To drive the point home, we interviewed a reputable South Florida IT consultant (hereon referred to as IT) who works extensively with SMB clients in the state. He brought a repetitive situation to our attention that some of us may be familiar with.
- IT told us that a leading mobile provider (let’s call it “Telco”) sends customers monthly billing statements with numerous charges that don’t seem contractual.
- The accounts departments, of course, phone into Telco’s customer support to clear the items up. When they do, the first connection is indeed fast, with a live agent. Initially, it seems quite seamless and customer-centric, and the agent’s response is usually friendly and confident.
- The trouble begins when the dollar value attached to the query goes over $50 or is a little too fuzzy for the agent sitting in a calling center in Pakistan or Manilla. Inadequate training and ill-preparedness kicks in quickly in these cases.
- IT insists that the complaining customer almost always gets passed along the line from one less-informed individual to the next. Frequently, they get circled back to where they began after close to an hour of frustration. In his view, “passing the buck” is the only fuel energizing the entire process.
- When the customer asks to speak to a supervisor, “they may as well request an audience with the Pope,” IT says. That aside, if the complainant has the stamina to see this support debacle through to a conclusion, someone on the other side of the phone eventually gives assurance that he or she has erased the error.

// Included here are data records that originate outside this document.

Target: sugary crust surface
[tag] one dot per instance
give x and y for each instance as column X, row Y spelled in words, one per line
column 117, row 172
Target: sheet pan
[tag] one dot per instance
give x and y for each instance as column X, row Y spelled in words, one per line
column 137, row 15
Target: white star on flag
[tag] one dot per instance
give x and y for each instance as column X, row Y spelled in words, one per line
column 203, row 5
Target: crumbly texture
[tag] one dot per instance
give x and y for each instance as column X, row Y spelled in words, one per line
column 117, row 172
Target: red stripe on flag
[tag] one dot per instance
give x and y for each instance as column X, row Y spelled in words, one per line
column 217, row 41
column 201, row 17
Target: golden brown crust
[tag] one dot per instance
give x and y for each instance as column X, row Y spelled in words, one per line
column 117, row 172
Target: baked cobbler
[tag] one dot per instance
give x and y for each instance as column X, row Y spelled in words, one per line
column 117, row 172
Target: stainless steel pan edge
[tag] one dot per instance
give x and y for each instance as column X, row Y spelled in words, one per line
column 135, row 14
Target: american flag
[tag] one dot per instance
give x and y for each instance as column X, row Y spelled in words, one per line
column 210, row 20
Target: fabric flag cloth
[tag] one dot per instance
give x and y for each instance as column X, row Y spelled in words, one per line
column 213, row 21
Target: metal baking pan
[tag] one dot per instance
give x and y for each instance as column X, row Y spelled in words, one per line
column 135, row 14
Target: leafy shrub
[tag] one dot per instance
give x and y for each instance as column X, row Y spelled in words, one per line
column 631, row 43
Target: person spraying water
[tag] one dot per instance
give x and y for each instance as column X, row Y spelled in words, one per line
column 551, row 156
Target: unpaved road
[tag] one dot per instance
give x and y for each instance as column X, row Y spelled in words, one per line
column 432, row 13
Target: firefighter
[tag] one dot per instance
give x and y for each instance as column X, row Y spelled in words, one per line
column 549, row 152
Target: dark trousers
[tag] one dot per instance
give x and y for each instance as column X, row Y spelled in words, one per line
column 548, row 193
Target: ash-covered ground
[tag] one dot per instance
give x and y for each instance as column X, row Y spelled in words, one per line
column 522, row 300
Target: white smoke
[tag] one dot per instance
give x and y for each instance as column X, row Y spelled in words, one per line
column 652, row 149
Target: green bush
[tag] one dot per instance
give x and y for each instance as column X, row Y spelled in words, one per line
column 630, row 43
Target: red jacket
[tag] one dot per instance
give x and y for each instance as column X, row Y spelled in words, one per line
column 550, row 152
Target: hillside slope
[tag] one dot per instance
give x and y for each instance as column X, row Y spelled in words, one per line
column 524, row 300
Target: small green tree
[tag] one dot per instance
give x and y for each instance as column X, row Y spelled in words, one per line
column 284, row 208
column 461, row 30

- The customer’s relief lasts for maybe three weeks until there it is again, on the next monthly bill (along with new queries). When they get back on the line, it’s a repeat of the same twisty road to nowhere.
Here’s the dilemma:
- Telco has the best mobile connections with the least dropped calls.
- Also, it offers unique cutting-edge features very desirable to modern businesses using conference services and digital connections to make business work better.
- CEOs see these benefits as worth a mobile premium price on their own.
Despite the dilemma, the numerous destructive customer service touchpoints are unbalancing Telco’s significant product advantages. IT sees Telco’s customers ending contracts every day. On the other hand, T-Mobile and Sprint, not as strong technologically, are profiting from a severely flawed customer service experience at the hands of Telco.
Put the customer service experience to work as a competitive advantage within the full CX process
- Products with a long shelf life and difficult use instructions depend heavily on customer service. Luxury products like computers and high-end autos are typical.
- Do everything you can to bolster customer trust and loyalty in your brand.
- Your future reviews and customer testimonials depend on your customer service initiatives taken today.
- Get customer feedback by structuring Customer Survey Rules and alert your teams to stick to them for reliable results. Know your customer, which means “don’t be blinded by false data.”
- Appreciate that, like in the case of Telco above, a good product can lose brand value if the customer service experience around it deteriorates or falters.
- Don’t be over-reliant on robotics and AI by sacrificing the human touch where it’s most needed. A balanced approach to structuring agent stations is a crucial focus.
- Give employees feedback on all surveys, and also survey employees for their customer service views.
Stick with the seven points outlined above, and you should secure a more exact path toward an effective customer service experience for your company.